In almost every application 2FA is opt-in, and it certainly would be for SL. If you don't opt in, you're no worse off than you are now. If your L$ balance gets to be more than you're comfortable losing, or if your credit card is tied to your account and your credit limit is more than you'd care to lose, then you're already in pretty risky territory -- along with all the rest of us. That's why some of us who recognize this risk would appreciate an option to reduce it.

Once you've logged-in a device using 2FA, it will not be needed again on that device, or at least not until something changes (or is reset by you or the provider) to trigger a new authentication challenge.

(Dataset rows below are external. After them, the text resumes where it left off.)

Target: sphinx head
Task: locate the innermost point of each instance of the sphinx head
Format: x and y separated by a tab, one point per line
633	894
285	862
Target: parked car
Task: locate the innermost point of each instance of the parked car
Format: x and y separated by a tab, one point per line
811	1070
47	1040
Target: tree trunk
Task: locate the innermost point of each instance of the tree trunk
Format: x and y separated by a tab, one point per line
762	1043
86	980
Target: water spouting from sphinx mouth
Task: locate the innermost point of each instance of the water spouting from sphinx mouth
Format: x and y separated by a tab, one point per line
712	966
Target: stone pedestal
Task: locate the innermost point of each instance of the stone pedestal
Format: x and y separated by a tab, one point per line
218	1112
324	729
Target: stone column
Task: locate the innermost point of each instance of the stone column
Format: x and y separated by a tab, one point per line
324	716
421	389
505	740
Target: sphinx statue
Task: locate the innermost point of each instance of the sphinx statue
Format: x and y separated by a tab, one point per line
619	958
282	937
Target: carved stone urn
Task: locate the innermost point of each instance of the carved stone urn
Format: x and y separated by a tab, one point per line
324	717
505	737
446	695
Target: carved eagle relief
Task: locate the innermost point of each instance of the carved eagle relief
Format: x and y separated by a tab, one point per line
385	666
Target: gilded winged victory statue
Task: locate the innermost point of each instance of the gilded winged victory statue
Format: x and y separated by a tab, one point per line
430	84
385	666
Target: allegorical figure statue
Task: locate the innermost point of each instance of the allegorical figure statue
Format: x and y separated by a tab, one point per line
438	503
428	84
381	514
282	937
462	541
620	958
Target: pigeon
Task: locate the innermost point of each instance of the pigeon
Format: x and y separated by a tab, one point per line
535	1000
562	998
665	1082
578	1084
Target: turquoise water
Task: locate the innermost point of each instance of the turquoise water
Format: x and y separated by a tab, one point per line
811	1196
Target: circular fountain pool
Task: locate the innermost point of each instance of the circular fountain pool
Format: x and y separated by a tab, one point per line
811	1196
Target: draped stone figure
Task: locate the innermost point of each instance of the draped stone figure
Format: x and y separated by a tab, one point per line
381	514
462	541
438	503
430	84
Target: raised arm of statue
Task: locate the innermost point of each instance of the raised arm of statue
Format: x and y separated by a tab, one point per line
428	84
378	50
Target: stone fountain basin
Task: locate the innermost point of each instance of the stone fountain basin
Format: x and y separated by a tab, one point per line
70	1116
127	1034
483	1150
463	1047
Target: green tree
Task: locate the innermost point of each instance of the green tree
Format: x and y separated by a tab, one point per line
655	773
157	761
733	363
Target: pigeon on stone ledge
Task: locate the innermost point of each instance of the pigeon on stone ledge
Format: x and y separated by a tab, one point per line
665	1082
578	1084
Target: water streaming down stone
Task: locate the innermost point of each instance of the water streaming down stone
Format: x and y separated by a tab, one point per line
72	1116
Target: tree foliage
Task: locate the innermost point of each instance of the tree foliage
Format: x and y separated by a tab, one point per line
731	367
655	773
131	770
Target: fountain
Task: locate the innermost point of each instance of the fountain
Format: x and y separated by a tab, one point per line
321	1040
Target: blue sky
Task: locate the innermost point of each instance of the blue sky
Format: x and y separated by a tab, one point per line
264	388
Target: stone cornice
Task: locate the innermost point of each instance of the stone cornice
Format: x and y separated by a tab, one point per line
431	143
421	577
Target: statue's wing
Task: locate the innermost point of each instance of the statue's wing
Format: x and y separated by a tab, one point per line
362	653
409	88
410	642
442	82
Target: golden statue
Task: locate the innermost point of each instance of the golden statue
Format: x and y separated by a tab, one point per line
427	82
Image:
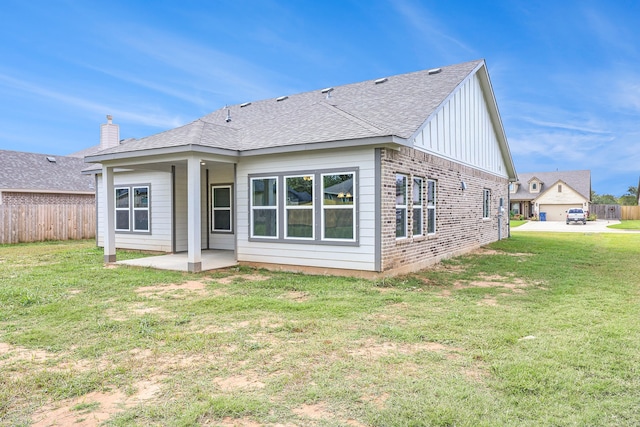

Specifically to the question: Honestly, yes, anyone who doesn't have a smartphone of any kind at this point should drop whatever they're doing and get one. Get the cheapest prepaid plan unless/until there's need for more, but carry a phone. That's totally independent of whether 2FA is ever adopted. A smartphone is just table stakes for a modern life and such a valuable safety device that in this day and age it's almost irresponsible not to carry one (except for those in prison or other situations involving 24-hour supervision or while in a SCIF).

But as far as needing one to access a 2FA-capable Second Life, it's most likely that you could even opt-in to 2FA and use a non-phone-based authenticator (WinAuth for example), depending on the specific 2FA options the Lab would choose to support. Again, this would all be optional, but also again, none of this matters compared to the urgency of having a smartphone -- unless there's some overriding consideration, that would be the #1 priority for today.

[Fionalein]

1 hour ago, Qie Niangao said:

It's painful to see the same misconceptions about 2FA coming up over and over. Does this happen everywhere, or is SL just "special" about it?

The SL userbase is international, we usually have real personal data at risk in 2FA, not some throwaway US tokens.

1 hour ago, Qie Niangao said:

In almost every application 2FA is opt-in, and it certainly would be for SL.

Yeah, sure,  by now you should know the Lab better than that ....

[Qie Niangao]

2 hours ago, Fionalein said:

The SL userbase is international, we usually have real personal data at risk in 2FA, not some throwaway US tokens.

That's fine for you, but there are creators who carry balances representing a substantial share of their income, to say nothing of the linked credit card or merchant PayPal accounts. Granted, it's not quite as bad as a real bank account, but also the customer data that the Lab has on file could be used in real identity theft -- maybe not all by itself, but not only state actors are capable of fusing sources.

[sirhc DeSantis]

I gave up on this after being told it is my civic duty to have a tracker phone ( hi Qie if you can read this on what planet you live on) but IFF it is opt in - whatever. Opt out - dubious. Obligatory? Nope and another premium lost, ah well sobeit.

Better basic security? Nuke Log in with saved password ( across viewers ) - I mean. What moron does that.